Reviravolta: O STF decidiu em favor dos contribuintes ao tornar sem efeito liminar que exigia a CND como condição da homologação dos Planos de Recuperação Judicial.
O ponto fulcral da discussão acerca da necessidade de apresentação de Certidão Negativa de Débitos Tributários (CND) para concessão da recuperação judicial do devedor é a aparente antinomia entre os ditames esculpidos no art. 57 da Lei n. 11.101/2005 (LFRE), que prevê o mencionado requisito e o princípio basilar da RJ encartado no art. 47, do mesmo diploma legal (preservação da empresa). A referida exigência fiscal também é reforçada pelo artigo 191-A do CTN, que condiciona a concessão da recuperação à prova da quitação de todos os tributos.
No âmbito do Superior Tribunal de Justiça, embora a questão não possa ser considerada totalmente pacificada, já existe uma linha de entendimento com maior sedimentação trilhando pela desproporcionalidade da exigência contida no art. 57 da Lei n. 11.101/2005 (LFRE) com os princípios gerais elencados no art. 47, da mesma legislação, uma vez que no REsp. 1.864.625 – SP o STJ relativizou a regra, entendendo pela desnecessidade da apresentação da CND por empresa em RJ. No citado precedente, o colegiado seguiu à unanimidade o entendimento da relatora, a ministra Nancy Andrighi, que, entre outros argumentos, sustentou que a demonstração da regularidade fiscal do devedor deve ser compatível com os princípios e objetivos que estruturam a operacionalização da Lei 11.101/2005, em especial, o postulado constitucional da proporcionalidade e da relevância da função social das empresas.
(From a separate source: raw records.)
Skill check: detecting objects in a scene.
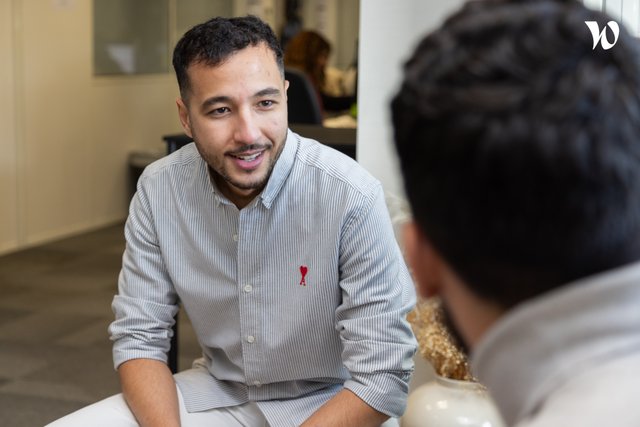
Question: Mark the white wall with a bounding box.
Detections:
[357,0,462,201]
[0,0,180,253]
[357,0,462,389]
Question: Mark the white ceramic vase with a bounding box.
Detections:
[402,376,505,427]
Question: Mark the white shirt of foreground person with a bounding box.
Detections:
[45,131,416,427]
[472,263,640,427]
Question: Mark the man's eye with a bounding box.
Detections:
[209,107,230,116]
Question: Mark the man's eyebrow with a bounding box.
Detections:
[202,96,231,109]
[253,87,280,98]
[202,87,281,109]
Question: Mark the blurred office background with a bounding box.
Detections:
[0,0,640,426]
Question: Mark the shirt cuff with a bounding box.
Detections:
[344,371,411,418]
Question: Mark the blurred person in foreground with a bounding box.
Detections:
[46,17,416,427]
[392,0,640,427]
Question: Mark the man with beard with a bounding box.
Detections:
[392,0,640,427]
[48,17,416,427]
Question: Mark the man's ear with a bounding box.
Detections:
[403,221,444,298]
[176,98,193,138]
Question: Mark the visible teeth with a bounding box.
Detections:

Anteriormente, no julgamento do REsp. 1.187.404-MT, o Tribunal da Cidadania também reconheceu que: “a interpretação literal do artigo 57 da LRF e do artigo 191-A do CTN inviabiliza toda e qualquer recuperação judicial, e conduz ao sepultamento por completo do novo instituto”.
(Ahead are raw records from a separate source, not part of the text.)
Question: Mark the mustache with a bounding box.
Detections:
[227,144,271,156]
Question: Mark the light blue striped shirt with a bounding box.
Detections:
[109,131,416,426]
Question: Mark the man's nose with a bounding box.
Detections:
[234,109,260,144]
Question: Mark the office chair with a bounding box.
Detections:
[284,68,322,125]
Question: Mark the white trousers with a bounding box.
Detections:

Recentemente, colocando mais tempero na divergência jurisprudencial dos tribunais superiores pátrios, em análise de Reclamação formulada pela Fazenda Nacional ao Supremo Tribunal Federal, por usurpação de competência (art. 102, I, “l”, da Constituição Federal e art. 988, I e II, do NCPC), o ministro-presidente Luiz Fux concedeu liminar suspendendo os efeitos do citado acórdão do STJ (REsp 1.864.625 – SP). Contudo, posteriormente, aos 03/12/2020, o ministro Dias Toffoli, do Supremo Tribunal Federal, tornou sem efeito a liminar do ministro Fux, por entender que a 3ª Turma do Superior Tribunal de Justiça procurou uma solução com “menor restrição possível às normas legais que nortearam o instituto da recuperação”, levando em conta também o juízo de ponderação, realizado pelo STJ, entre os ditames esculpidos no art. 57 da Lei n. 11.101/2005 (LFRE), e os preceitos gerais norteadores do processo recuperacional elencados no art. 47, da citada norma, especialmente o princípio da preservação da empresa. O relator argumentou, ainda, que a exigência de apresentação da CND “é eminentemente infraconstitucional”, conforme outrora decido pelo Plenário da corte suprema (ADC 46).
Registre-se que em problemática anterior, o ministro Alexandre de Morais, na Rcl 32.147, através de concessão de liminar, suspendeu acórdão da 17ª Câmara Cível do TJ do Paraná que tinha declarado inconstitucional a exigência da comprovação de regularidade fiscal.
Em suma, o STF e o STJ estão longe de trilhar um caminho uníssono sobre tal celeuma, de modo que permanece certa insegurança jurídica dado o fato de que milhares de recuperações judiciais já foram deferidas sem o suprimento da exigência de apresentação da CND. Contudo, verifica-se que o Tribunal da Cidadania revela em seus precedentes um olhar mais prático acerca do fato de que a exigência de tal requisito fiscal como indispensável à concessão da recuperação judicial às empresas, inviabiliza de maneira desproporcional o próprio instituto, dado o fato de que coloca em xeque o princípio da preservação da empresa, sua função social e o estímulo à atividade econômica, tidos como corolários da LFRE.